Location
- 31 McKean Avenue, Manurewa, Auckland 2102, New Zealand 37°01′28″S 174°53′13″E﻿ / ﻿37.024393°S 174.886906°E

Information
- Type: State Co-Ed Contributing (Year 1-6)
- Ministry of Education Institution no.: 1356
- Principal: Kogie Naidoo
- Enrollment: 434 (July 2026)
- Website: www.manurewawest.school.nz

= Manurewa West School =

School in Manurewa, New Zealand

Manurewa West School, also known as Manurewa West Primary School, is a primary school (years 1–6) in Manurewa, South Auckland, New Zealand.

==History==

Manurewa West School opened in 1963, with a roll of 362 students.

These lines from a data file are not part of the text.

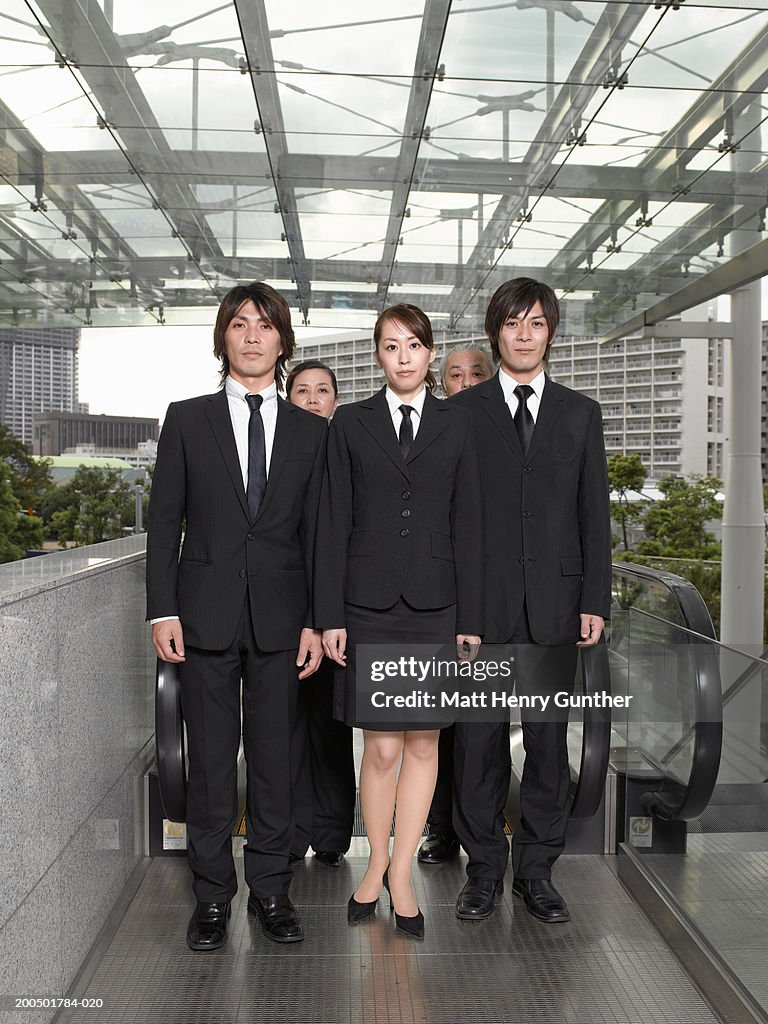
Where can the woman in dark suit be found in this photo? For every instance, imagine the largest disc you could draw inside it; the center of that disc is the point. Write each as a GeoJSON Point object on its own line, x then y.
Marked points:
{"type": "Point", "coordinates": [325, 785]}
{"type": "Point", "coordinates": [399, 556]}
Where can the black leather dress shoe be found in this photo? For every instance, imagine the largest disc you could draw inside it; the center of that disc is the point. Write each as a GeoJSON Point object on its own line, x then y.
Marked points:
{"type": "Point", "coordinates": [331, 857]}
{"type": "Point", "coordinates": [437, 848]}
{"type": "Point", "coordinates": [477, 899]}
{"type": "Point", "coordinates": [542, 899]}
{"type": "Point", "coordinates": [208, 926]}
{"type": "Point", "coordinates": [280, 922]}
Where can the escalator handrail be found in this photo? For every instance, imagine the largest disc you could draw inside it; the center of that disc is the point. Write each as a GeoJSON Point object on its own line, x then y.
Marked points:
{"type": "Point", "coordinates": [595, 735]}
{"type": "Point", "coordinates": [695, 614]}
{"type": "Point", "coordinates": [673, 801]}
{"type": "Point", "coordinates": [169, 740]}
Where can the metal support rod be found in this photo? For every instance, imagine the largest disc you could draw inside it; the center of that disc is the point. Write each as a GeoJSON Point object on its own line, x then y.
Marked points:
{"type": "Point", "coordinates": [235, 221]}
{"type": "Point", "coordinates": [196, 100]}
{"type": "Point", "coordinates": [550, 57]}
{"type": "Point", "coordinates": [742, 589]}
{"type": "Point", "coordinates": [460, 260]}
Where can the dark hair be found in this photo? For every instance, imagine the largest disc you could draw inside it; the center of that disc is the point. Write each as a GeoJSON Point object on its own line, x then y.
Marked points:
{"type": "Point", "coordinates": [271, 305]}
{"type": "Point", "coordinates": [417, 323]}
{"type": "Point", "coordinates": [310, 365]}
{"type": "Point", "coordinates": [515, 298]}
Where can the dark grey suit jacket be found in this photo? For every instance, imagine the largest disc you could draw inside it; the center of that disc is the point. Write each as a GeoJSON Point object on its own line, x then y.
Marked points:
{"type": "Point", "coordinates": [198, 480]}
{"type": "Point", "coordinates": [547, 514]}
{"type": "Point", "coordinates": [391, 527]}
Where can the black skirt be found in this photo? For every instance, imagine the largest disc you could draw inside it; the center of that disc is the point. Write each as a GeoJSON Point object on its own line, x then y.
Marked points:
{"type": "Point", "coordinates": [399, 625]}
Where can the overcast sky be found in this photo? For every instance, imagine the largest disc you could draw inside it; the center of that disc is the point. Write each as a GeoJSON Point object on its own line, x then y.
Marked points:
{"type": "Point", "coordinates": [138, 371]}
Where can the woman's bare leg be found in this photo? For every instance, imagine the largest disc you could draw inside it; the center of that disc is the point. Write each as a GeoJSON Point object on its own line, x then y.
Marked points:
{"type": "Point", "coordinates": [381, 757]}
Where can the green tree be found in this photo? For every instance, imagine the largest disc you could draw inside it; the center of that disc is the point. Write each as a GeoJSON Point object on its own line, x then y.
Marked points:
{"type": "Point", "coordinates": [626, 472]}
{"type": "Point", "coordinates": [96, 501]}
{"type": "Point", "coordinates": [675, 526]}
{"type": "Point", "coordinates": [29, 477]}
{"type": "Point", "coordinates": [18, 532]}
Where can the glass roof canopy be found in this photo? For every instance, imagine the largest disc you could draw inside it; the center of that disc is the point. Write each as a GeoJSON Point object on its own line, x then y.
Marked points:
{"type": "Point", "coordinates": [153, 154]}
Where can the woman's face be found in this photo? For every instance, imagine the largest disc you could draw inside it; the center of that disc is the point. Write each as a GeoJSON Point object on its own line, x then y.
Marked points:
{"type": "Point", "coordinates": [402, 357]}
{"type": "Point", "coordinates": [313, 390]}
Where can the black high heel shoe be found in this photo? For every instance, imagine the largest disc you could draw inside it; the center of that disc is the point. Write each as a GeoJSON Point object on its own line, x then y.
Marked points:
{"type": "Point", "coordinates": [411, 926]}
{"type": "Point", "coordinates": [357, 912]}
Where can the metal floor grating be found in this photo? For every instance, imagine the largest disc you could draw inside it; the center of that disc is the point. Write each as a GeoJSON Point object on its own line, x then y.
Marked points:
{"type": "Point", "coordinates": [607, 966]}
{"type": "Point", "coordinates": [722, 886]}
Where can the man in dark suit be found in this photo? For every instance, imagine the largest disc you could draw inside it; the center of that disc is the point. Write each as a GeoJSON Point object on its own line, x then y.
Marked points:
{"type": "Point", "coordinates": [241, 470]}
{"type": "Point", "coordinates": [547, 527]}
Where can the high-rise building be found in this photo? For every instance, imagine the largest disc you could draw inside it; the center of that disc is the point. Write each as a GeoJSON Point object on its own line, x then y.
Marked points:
{"type": "Point", "coordinates": [55, 433]}
{"type": "Point", "coordinates": [38, 374]}
{"type": "Point", "coordinates": [660, 398]}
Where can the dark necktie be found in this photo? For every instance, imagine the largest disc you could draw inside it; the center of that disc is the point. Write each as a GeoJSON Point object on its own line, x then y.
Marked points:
{"type": "Point", "coordinates": [256, 456]}
{"type": "Point", "coordinates": [523, 419]}
{"type": "Point", "coordinates": [406, 436]}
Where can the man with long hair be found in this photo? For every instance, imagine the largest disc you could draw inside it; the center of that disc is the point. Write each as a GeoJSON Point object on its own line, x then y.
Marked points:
{"type": "Point", "coordinates": [241, 471]}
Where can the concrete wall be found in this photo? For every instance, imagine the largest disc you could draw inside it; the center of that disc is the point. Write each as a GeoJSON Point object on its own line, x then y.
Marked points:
{"type": "Point", "coordinates": [76, 732]}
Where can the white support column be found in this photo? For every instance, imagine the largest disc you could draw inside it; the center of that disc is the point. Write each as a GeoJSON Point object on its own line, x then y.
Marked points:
{"type": "Point", "coordinates": [742, 592]}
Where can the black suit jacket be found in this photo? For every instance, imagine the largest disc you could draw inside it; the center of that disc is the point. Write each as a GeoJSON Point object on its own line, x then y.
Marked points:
{"type": "Point", "coordinates": [391, 527]}
{"type": "Point", "coordinates": [198, 479]}
{"type": "Point", "coordinates": [547, 514]}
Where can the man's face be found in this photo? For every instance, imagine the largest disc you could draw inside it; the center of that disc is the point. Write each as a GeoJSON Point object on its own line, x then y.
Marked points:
{"type": "Point", "coordinates": [463, 370]}
{"type": "Point", "coordinates": [253, 346]}
{"type": "Point", "coordinates": [522, 342]}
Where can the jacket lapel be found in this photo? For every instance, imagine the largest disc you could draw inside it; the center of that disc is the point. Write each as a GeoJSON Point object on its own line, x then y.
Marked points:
{"type": "Point", "coordinates": [549, 413]}
{"type": "Point", "coordinates": [498, 410]}
{"type": "Point", "coordinates": [374, 416]}
{"type": "Point", "coordinates": [431, 426]}
{"type": "Point", "coordinates": [217, 411]}
{"type": "Point", "coordinates": [284, 434]}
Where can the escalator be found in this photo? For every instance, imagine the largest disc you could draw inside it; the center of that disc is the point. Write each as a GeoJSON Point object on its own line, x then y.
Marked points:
{"type": "Point", "coordinates": [607, 964]}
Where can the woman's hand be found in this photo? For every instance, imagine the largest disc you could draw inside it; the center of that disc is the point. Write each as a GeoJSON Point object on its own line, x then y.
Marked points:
{"type": "Point", "coordinates": [335, 645]}
{"type": "Point", "coordinates": [467, 646]}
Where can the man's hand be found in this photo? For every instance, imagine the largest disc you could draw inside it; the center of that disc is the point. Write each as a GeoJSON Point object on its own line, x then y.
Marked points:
{"type": "Point", "coordinates": [335, 644]}
{"type": "Point", "coordinates": [168, 640]}
{"type": "Point", "coordinates": [464, 641]}
{"type": "Point", "coordinates": [592, 627]}
{"type": "Point", "coordinates": [310, 652]}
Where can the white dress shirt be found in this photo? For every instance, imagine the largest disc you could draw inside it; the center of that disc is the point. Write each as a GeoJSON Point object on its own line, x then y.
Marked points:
{"type": "Point", "coordinates": [509, 384]}
{"type": "Point", "coordinates": [394, 402]}
{"type": "Point", "coordinates": [240, 414]}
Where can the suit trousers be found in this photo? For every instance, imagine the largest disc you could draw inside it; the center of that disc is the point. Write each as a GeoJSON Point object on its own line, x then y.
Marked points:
{"type": "Point", "coordinates": [324, 766]}
{"type": "Point", "coordinates": [441, 809]}
{"type": "Point", "coordinates": [211, 704]}
{"type": "Point", "coordinates": [481, 767]}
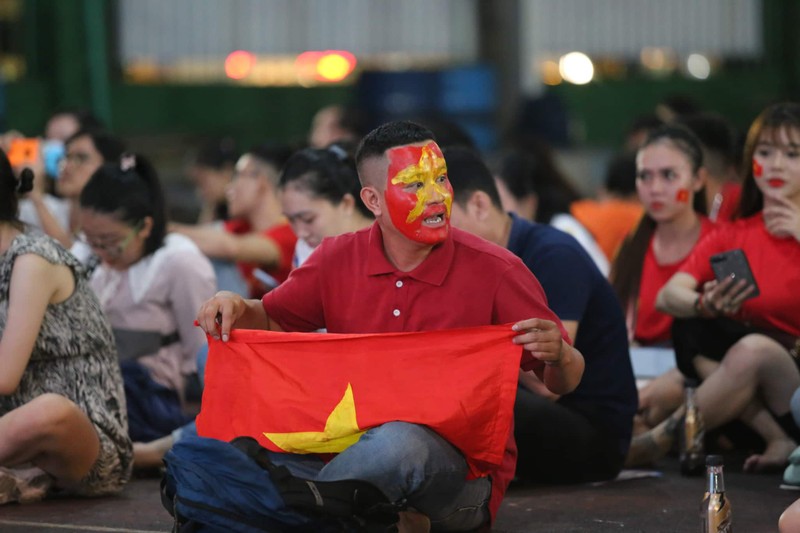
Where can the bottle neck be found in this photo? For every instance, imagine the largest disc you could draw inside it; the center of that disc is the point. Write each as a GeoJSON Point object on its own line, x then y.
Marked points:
{"type": "Point", "coordinates": [716, 483]}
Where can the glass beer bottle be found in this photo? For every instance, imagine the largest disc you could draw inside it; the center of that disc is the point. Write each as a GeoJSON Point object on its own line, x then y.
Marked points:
{"type": "Point", "coordinates": [715, 510]}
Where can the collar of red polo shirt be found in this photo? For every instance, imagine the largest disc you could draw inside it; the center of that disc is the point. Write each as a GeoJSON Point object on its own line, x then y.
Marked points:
{"type": "Point", "coordinates": [318, 393]}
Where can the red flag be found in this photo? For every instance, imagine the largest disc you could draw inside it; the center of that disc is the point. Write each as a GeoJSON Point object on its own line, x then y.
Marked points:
{"type": "Point", "coordinates": [316, 393]}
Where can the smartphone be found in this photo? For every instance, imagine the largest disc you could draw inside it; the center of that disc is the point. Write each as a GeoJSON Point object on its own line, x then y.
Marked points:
{"type": "Point", "coordinates": [23, 152]}
{"type": "Point", "coordinates": [733, 263]}
{"type": "Point", "coordinates": [29, 152]}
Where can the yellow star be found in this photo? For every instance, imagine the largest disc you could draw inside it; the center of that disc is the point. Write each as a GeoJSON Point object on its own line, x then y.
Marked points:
{"type": "Point", "coordinates": [341, 431]}
{"type": "Point", "coordinates": [427, 170]}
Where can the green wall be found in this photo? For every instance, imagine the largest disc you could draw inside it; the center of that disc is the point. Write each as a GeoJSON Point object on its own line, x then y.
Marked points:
{"type": "Point", "coordinates": [601, 112]}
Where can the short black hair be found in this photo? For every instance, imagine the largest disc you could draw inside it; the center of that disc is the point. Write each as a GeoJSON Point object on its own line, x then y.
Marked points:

During the first years of the school's operation, staff placed importance on interesting programmes and trips, such as field trips to the Manurewa Fire Station, Auckland Police Station and the Meremere Power Station.

In 2018, deputy principal Shea Bowden revised the school's standard maths curriculum, by introducing mixed-ability class groupings, real-life contexts and incorporating the cultures of the schools' communities. This led to student achievement in maths significantly improving by 2021, leading to Bowden winning the Primary School Apple at the 2022 National Excellence in Teaching Awards.